The Episcopal Church of The Holy Innocents
Charitable Giving Through an IRA
Here is a summary of our Coffee Hour & Conversation from 3/1/20 which focused on qualified charitable giving through an IRA. Joining us was Amy Haig, a Certified Financial Planner and Wealth Management Advisor at Merrill Lynch. Amy is also our ML Advisor at Holy Innocents’ and manages a portion of our portfolio. She and her family reside in Beach Haven; her daughters are graduates of HI Preschool!
Amy explained that if you have an eligible IRA, there are provisions to give to a charity, such as your church, or a legacy gift through IRA distributions. One of the primary benefits of this strategy is that you may be able to make a federal tax-free charitable distribution from your IRA. There are qualifications and rules to consider and Amy emphasized that anyone considering this strategy should consult their financial and tax advisors to see if it is right for them.

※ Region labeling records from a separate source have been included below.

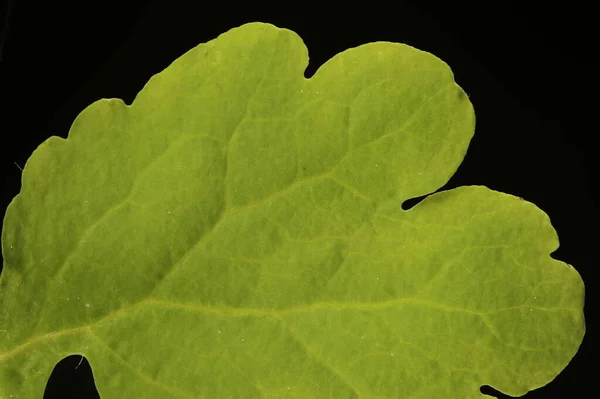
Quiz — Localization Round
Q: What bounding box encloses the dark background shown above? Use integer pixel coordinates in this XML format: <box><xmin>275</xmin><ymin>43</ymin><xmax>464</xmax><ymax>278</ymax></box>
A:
<box><xmin>0</xmin><ymin>0</ymin><xmax>599</xmax><ymax>399</ymax></box>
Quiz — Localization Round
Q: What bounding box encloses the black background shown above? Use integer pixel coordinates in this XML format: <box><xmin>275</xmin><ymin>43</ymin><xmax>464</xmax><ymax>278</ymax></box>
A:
<box><xmin>0</xmin><ymin>0</ymin><xmax>599</xmax><ymax>399</ymax></box>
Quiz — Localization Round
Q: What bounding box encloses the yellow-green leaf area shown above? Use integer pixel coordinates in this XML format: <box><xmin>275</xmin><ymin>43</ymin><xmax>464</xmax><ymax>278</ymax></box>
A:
<box><xmin>0</xmin><ymin>23</ymin><xmax>584</xmax><ymax>399</ymax></box>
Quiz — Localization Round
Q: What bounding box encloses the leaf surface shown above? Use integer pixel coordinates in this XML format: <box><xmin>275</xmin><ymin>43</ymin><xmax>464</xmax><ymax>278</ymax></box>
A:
<box><xmin>0</xmin><ymin>23</ymin><xmax>584</xmax><ymax>399</ymax></box>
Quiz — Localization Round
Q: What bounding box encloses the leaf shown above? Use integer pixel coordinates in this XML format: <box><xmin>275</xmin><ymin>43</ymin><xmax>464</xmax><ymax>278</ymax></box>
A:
<box><xmin>0</xmin><ymin>23</ymin><xmax>584</xmax><ymax>399</ymax></box>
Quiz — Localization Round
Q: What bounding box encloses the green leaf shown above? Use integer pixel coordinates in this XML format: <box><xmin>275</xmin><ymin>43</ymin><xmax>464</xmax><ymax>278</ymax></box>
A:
<box><xmin>0</xmin><ymin>23</ymin><xmax>584</xmax><ymax>399</ymax></box>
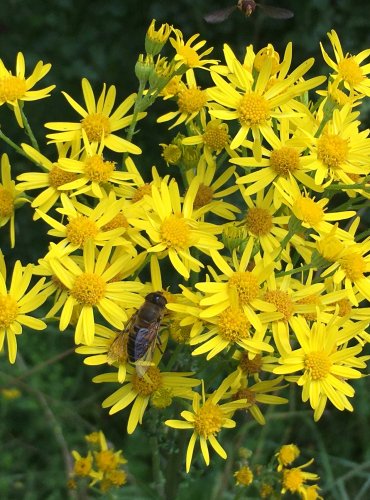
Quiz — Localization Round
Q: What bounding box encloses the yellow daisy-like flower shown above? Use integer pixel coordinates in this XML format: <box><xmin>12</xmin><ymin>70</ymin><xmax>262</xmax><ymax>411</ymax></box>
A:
<box><xmin>16</xmin><ymin>141</ymin><xmax>80</xmax><ymax>220</ymax></box>
<box><xmin>207</xmin><ymin>47</ymin><xmax>325</xmax><ymax>160</ymax></box>
<box><xmin>274</xmin><ymin>317</ymin><xmax>368</xmax><ymax>421</ymax></box>
<box><xmin>49</xmin><ymin>241</ymin><xmax>143</xmax><ymax>345</ymax></box>
<box><xmin>36</xmin><ymin>193</ymin><xmax>136</xmax><ymax>255</ymax></box>
<box><xmin>281</xmin><ymin>459</ymin><xmax>319</xmax><ymax>499</ymax></box>
<box><xmin>45</xmin><ymin>78</ymin><xmax>145</xmax><ymax>154</ymax></box>
<box><xmin>170</xmin><ymin>29</ymin><xmax>218</xmax><ymax>74</ymax></box>
<box><xmin>0</xmin><ymin>52</ymin><xmax>55</xmax><ymax>128</ymax></box>
<box><xmin>130</xmin><ymin>178</ymin><xmax>223</xmax><ymax>278</ymax></box>
<box><xmin>195</xmin><ymin>238</ymin><xmax>281</xmax><ymax>331</ymax></box>
<box><xmin>0</xmin><ymin>260</ymin><xmax>48</xmax><ymax>363</ymax></box>
<box><xmin>165</xmin><ymin>377</ymin><xmax>249</xmax><ymax>472</ymax></box>
<box><xmin>157</xmin><ymin>74</ymin><xmax>208</xmax><ymax>129</ymax></box>
<box><xmin>293</xmin><ymin>104</ymin><xmax>370</xmax><ymax>188</ymax></box>
<box><xmin>93</xmin><ymin>350</ymin><xmax>200</xmax><ymax>434</ymax></box>
<box><xmin>0</xmin><ymin>153</ymin><xmax>28</xmax><ymax>248</ymax></box>
<box><xmin>320</xmin><ymin>30</ymin><xmax>370</xmax><ymax>96</ymax></box>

Amy further explained the basic concepts of this strategy. Those 70 ½ or older can transfer money from a qualified IRA to a charity (or several) tax-free each year. These monies would count as part of your Required Minimum Distributions (RMDs) without being added to your adjusted gross income. Your charitable gift won’t be taxed, as it would be if you were to take a distribution and then donate the cash to charity. Your charitable dollars go further if you aren’t paying taxes on them. The donation isn’t deductible, but it will lower your modified adjusted gross income. The distribution must be paid directly to the qualified charity and would be set up directly with your financial institution. Again, consult with your financial institution and tax advisor.

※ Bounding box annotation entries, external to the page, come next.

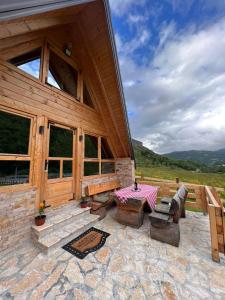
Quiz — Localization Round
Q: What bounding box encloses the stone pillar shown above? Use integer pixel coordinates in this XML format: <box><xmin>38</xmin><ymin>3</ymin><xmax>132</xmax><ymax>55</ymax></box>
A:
<box><xmin>0</xmin><ymin>188</ymin><xmax>36</xmax><ymax>253</ymax></box>
<box><xmin>116</xmin><ymin>157</ymin><xmax>135</xmax><ymax>187</ymax></box>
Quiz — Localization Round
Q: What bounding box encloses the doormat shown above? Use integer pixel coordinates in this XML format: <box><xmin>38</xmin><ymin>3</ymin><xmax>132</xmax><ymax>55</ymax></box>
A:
<box><xmin>62</xmin><ymin>227</ymin><xmax>110</xmax><ymax>259</ymax></box>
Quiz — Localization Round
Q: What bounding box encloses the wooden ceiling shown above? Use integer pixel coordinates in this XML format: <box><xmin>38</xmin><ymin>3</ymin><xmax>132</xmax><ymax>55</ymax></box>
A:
<box><xmin>0</xmin><ymin>0</ymin><xmax>132</xmax><ymax>157</ymax></box>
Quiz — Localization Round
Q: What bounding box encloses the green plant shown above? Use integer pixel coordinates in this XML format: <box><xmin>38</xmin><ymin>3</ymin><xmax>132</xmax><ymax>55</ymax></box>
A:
<box><xmin>80</xmin><ymin>196</ymin><xmax>87</xmax><ymax>203</ymax></box>
<box><xmin>39</xmin><ymin>201</ymin><xmax>45</xmax><ymax>216</ymax></box>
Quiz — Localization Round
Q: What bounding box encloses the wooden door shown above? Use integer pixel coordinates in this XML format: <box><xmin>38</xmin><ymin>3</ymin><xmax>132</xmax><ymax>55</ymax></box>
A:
<box><xmin>44</xmin><ymin>123</ymin><xmax>76</xmax><ymax>206</ymax></box>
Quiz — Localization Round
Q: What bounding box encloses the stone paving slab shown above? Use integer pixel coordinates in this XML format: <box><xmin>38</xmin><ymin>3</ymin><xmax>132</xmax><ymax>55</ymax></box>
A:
<box><xmin>0</xmin><ymin>210</ymin><xmax>225</xmax><ymax>300</ymax></box>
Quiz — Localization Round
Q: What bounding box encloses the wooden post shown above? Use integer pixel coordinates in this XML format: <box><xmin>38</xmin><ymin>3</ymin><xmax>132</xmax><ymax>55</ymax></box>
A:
<box><xmin>208</xmin><ymin>204</ymin><xmax>220</xmax><ymax>262</ymax></box>
<box><xmin>200</xmin><ymin>186</ymin><xmax>208</xmax><ymax>215</ymax></box>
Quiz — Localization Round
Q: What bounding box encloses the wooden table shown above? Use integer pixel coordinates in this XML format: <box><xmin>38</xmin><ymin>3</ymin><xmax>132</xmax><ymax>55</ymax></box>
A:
<box><xmin>115</xmin><ymin>184</ymin><xmax>158</xmax><ymax>228</ymax></box>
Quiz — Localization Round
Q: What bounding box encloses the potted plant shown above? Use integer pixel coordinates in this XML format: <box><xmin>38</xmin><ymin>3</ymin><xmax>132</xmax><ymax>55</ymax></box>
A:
<box><xmin>80</xmin><ymin>196</ymin><xmax>88</xmax><ymax>208</ymax></box>
<box><xmin>35</xmin><ymin>201</ymin><xmax>46</xmax><ymax>226</ymax></box>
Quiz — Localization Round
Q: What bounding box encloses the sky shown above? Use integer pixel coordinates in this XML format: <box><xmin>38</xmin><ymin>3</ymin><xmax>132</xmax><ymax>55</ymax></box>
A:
<box><xmin>110</xmin><ymin>0</ymin><xmax>225</xmax><ymax>153</ymax></box>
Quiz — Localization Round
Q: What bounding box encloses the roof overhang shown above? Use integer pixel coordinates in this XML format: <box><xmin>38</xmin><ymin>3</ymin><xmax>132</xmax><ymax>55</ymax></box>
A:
<box><xmin>0</xmin><ymin>0</ymin><xmax>134</xmax><ymax>160</ymax></box>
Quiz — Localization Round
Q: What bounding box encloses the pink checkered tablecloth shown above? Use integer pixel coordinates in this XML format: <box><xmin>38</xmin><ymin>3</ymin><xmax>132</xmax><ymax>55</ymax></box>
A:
<box><xmin>115</xmin><ymin>184</ymin><xmax>159</xmax><ymax>209</ymax></box>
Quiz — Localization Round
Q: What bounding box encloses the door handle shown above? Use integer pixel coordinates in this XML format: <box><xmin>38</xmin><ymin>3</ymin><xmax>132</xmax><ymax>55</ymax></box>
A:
<box><xmin>45</xmin><ymin>160</ymin><xmax>48</xmax><ymax>171</ymax></box>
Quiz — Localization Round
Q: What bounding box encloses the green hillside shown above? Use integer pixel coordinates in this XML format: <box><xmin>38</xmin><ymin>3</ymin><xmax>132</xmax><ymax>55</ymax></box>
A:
<box><xmin>133</xmin><ymin>139</ymin><xmax>208</xmax><ymax>172</ymax></box>
<box><xmin>164</xmin><ymin>149</ymin><xmax>225</xmax><ymax>167</ymax></box>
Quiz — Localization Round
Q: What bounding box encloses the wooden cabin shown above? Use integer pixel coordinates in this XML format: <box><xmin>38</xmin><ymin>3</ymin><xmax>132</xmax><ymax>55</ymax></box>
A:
<box><xmin>0</xmin><ymin>0</ymin><xmax>134</xmax><ymax>250</ymax></box>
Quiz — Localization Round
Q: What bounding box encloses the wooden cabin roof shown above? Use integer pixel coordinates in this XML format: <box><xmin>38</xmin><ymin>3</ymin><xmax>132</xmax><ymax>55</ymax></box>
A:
<box><xmin>0</xmin><ymin>0</ymin><xmax>134</xmax><ymax>158</ymax></box>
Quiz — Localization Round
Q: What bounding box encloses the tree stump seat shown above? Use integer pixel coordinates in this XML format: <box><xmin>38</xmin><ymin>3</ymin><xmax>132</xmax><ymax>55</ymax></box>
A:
<box><xmin>116</xmin><ymin>198</ymin><xmax>146</xmax><ymax>228</ymax></box>
<box><xmin>160</xmin><ymin>197</ymin><xmax>173</xmax><ymax>204</ymax></box>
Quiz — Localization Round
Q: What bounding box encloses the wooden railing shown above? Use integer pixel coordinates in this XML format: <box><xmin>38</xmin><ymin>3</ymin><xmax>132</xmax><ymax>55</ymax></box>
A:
<box><xmin>136</xmin><ymin>176</ymin><xmax>225</xmax><ymax>262</ymax></box>
<box><xmin>136</xmin><ymin>176</ymin><xmax>207</xmax><ymax>213</ymax></box>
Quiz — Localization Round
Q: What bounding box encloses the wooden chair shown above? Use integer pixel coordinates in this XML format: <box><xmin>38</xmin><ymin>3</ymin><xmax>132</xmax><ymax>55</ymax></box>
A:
<box><xmin>149</xmin><ymin>186</ymin><xmax>188</xmax><ymax>247</ymax></box>
<box><xmin>116</xmin><ymin>198</ymin><xmax>146</xmax><ymax>228</ymax></box>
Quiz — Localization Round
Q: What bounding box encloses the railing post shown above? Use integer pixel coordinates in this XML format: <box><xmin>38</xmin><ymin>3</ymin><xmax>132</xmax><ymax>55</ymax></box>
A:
<box><xmin>200</xmin><ymin>186</ymin><xmax>208</xmax><ymax>216</ymax></box>
<box><xmin>208</xmin><ymin>204</ymin><xmax>220</xmax><ymax>262</ymax></box>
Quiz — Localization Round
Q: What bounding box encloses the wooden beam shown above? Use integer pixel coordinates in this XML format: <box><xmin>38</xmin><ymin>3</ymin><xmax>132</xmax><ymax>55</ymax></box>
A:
<box><xmin>40</xmin><ymin>40</ymin><xmax>49</xmax><ymax>83</ymax></box>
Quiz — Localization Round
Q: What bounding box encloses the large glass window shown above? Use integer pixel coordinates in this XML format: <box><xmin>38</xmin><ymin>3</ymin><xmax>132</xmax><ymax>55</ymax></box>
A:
<box><xmin>47</xmin><ymin>50</ymin><xmax>78</xmax><ymax>98</ymax></box>
<box><xmin>0</xmin><ymin>160</ymin><xmax>30</xmax><ymax>186</ymax></box>
<box><xmin>0</xmin><ymin>111</ymin><xmax>32</xmax><ymax>186</ymax></box>
<box><xmin>84</xmin><ymin>134</ymin><xmax>115</xmax><ymax>176</ymax></box>
<box><xmin>9</xmin><ymin>48</ymin><xmax>41</xmax><ymax>79</ymax></box>
<box><xmin>101</xmin><ymin>162</ymin><xmax>115</xmax><ymax>174</ymax></box>
<box><xmin>85</xmin><ymin>135</ymin><xmax>98</xmax><ymax>158</ymax></box>
<box><xmin>84</xmin><ymin>161</ymin><xmax>99</xmax><ymax>176</ymax></box>
<box><xmin>101</xmin><ymin>138</ymin><xmax>113</xmax><ymax>159</ymax></box>
<box><xmin>49</xmin><ymin>126</ymin><xmax>73</xmax><ymax>157</ymax></box>
<box><xmin>48</xmin><ymin>123</ymin><xmax>74</xmax><ymax>179</ymax></box>
<box><xmin>0</xmin><ymin>111</ymin><xmax>30</xmax><ymax>154</ymax></box>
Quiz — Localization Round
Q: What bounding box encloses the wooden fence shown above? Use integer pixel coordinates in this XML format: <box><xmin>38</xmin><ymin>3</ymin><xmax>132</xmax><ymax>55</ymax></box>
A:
<box><xmin>136</xmin><ymin>176</ymin><xmax>225</xmax><ymax>262</ymax></box>
<box><xmin>136</xmin><ymin>177</ymin><xmax>207</xmax><ymax>213</ymax></box>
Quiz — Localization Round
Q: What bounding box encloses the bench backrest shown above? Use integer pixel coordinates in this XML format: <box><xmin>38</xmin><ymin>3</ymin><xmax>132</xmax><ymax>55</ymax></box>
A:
<box><xmin>87</xmin><ymin>180</ymin><xmax>120</xmax><ymax>196</ymax></box>
<box><xmin>173</xmin><ymin>185</ymin><xmax>188</xmax><ymax>206</ymax></box>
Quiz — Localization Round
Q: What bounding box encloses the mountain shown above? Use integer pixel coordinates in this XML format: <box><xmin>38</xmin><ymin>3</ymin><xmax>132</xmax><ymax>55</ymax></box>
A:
<box><xmin>132</xmin><ymin>139</ymin><xmax>208</xmax><ymax>172</ymax></box>
<box><xmin>164</xmin><ymin>149</ymin><xmax>225</xmax><ymax>167</ymax></box>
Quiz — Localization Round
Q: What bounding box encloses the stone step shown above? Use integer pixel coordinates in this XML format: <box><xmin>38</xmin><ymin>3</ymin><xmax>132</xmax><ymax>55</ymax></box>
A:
<box><xmin>34</xmin><ymin>214</ymin><xmax>99</xmax><ymax>254</ymax></box>
<box><xmin>32</xmin><ymin>206</ymin><xmax>90</xmax><ymax>240</ymax></box>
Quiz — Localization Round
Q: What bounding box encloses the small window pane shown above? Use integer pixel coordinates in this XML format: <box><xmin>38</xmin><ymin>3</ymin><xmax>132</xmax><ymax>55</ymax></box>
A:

Also introduced briefly, were new changes to retirement plans that were approved by Congress in January 2020 through the SECURE Act, the acronym for Setting Every Community Up for Retirement Enhancement. The age at which you must begin taking Required Minimum Distributions from retirement accounts has been changed from the year in which you turn age 70 ½ to the year in which you turn age 72. If you don’t need to access your RMD for income, the SECURE Act provides more time for your savings to grow tax deferred and longer for you to add to these retirement funds.